Monday, May 18, 2020

Facebook to Buy Giphy

Axios (via Hacker News):

Facebook has agreed to buy Giphy, the popular platform of sharable animated images, Axios has learned from multiple sources. The total deal value is around $400 million.

[…]

Giphy is a massive video library, with hundreds of millions of daily users that share billions of GIFs, that generates revenue via branded content.

Vishal Shah:

GIPHY, a leader in visual expression and creation, is joining the Facebook company today as part of the Instagram team.

[…]

50% of GIPHY’s traffic comes from the Facebook family of apps, half of that from Instagram alone. By bringing Instagram and GIPHY together, we can make it easier for people to find the perfect GIFs and stickers in Stories and Direct.

John Gruber:

Of course Giphy is going to retain its own brand. If they renamed it to “Facebook Tracking Pixels”, usage might drop off.

Owen Williams (via Will Oremus):

GIF search engines like Giphy have become a core part of how we collectively discover and share animated images. Giphy’s tools can be found embedded in apps from Slack to Signal, allowing users to instantly find the right GIF to reflect the moment. All told, Giphy has some 300 million active users every day across those platforms.

[…]

What might not be obvious, however, is that each search and GIF you send with Giphy is also a “beacon” that allows the company to track how and where the image is being shared, as well as the sentiment the image expresses. Giphy wraps each of its animated GIFs in a special format that helps the image load faster, and also embeds a tiny piece of Javascript that lets the company know where the image is being loaded, as well as a tracking identifier that helps follow your browsing across the web.

When embedded into third-party apps, Giphy can track each keystroke that’s searched using Giphy tools. Developers who install Giphy tools into their apps are required to give the service access to the device’s tracking ID.

Moxie Marlinspike:

Now that Giphy has been acquired by FB, many have reached out to ask whether we should be concerned about Giphy search in Signal.

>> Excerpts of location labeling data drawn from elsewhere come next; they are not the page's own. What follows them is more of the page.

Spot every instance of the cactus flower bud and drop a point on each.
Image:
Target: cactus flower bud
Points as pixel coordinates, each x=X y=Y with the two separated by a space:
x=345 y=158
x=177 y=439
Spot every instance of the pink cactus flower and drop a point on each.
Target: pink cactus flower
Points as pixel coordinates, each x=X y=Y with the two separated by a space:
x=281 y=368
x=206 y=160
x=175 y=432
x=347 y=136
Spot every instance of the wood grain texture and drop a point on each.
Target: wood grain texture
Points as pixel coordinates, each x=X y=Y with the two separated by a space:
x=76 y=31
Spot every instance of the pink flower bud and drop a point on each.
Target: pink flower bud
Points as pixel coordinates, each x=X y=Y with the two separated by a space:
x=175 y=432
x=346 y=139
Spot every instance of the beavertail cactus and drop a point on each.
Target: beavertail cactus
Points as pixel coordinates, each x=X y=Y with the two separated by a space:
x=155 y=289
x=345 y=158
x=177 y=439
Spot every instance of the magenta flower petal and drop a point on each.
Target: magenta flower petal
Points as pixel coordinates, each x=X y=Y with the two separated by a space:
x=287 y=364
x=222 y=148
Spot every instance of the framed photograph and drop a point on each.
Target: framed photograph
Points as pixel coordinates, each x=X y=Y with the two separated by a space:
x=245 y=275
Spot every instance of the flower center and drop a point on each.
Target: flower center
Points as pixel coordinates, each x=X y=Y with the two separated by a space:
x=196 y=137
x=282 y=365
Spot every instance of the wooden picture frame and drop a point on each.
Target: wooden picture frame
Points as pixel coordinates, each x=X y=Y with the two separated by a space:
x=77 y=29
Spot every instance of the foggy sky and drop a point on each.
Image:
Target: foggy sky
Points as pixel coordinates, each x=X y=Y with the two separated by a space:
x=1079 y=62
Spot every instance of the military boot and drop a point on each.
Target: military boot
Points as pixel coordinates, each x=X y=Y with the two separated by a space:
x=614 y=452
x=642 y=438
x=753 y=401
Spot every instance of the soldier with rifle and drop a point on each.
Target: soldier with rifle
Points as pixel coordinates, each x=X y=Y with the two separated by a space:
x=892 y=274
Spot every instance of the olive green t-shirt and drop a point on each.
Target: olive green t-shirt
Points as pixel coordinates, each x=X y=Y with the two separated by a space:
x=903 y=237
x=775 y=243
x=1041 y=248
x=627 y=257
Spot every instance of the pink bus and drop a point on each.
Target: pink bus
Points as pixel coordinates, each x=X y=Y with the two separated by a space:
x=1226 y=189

Signal already uses a privacy preserving approach to prevent gif search providers from receiving user data[…]

John Gruber:

I believe this is basically how Apple’s Giphy search in Messages on iOS (through the built-in “#images” app) works.

Slack VP Brian Elliott (quoted by John Gruber):

Giphy doesn’t receive any information about users or even companies using the Giphy for Slack integration, and only sees Slack usage of the Giphy API in aggregate.

See also: Nick Heer.

Update (2020-05-19): Matt Haughey:

I was surprised since I participated in their early investing experiment, through Alphaworks, but never got any emails about this. In July of 2014, I invested the minimum, $2,500 in GiPHY. I want to show you investments rarely pan out in this thread[…]

Update (2020-05-22): Josh Constine (tweet):

GIPHY could let it learn about what apps are growing quickly (increased GIPHY searches), what types of content or influencers it might want to add to Watch or its Live streaming deals (what’s searched for), what visual media is most appealing (which GIFs get picked), and possibly tie this interest data to users’ identity (since developers have to send device Tracking IDs to GIPHY).

[…]

But then I got a very different perspective from an animation startup founder and GIF maker who’s been waging a campaign against the startup for years, accusing GIPHY of piracy.

[…]

For years, multiple sources say GIPHY would scrape Tumblr GIFs, rename the files as giphy.gif, and make them available with no attribution. Later it encouraged artists to claim profiles of their GIFs. But it’s still tough for an end user to find out who made the GIF they just tweeted.

2 Comments RSS · Twitter


How does “Developers who install Giphy tools into their apps are required to give the service access to the device’s tracking ID” mesh with “Signal already uses a privacy preserving approach to prevent gif search providers from receiving user data”. If Signal simply acts as a VPN for the HTTPS TCP stream from the device, then doesn't the API still include the device tracking ID (whatever that might be)?


@Peter I was wondering that, too. My guess is that they have an agreement where they can use the API without the SDK and its requirements.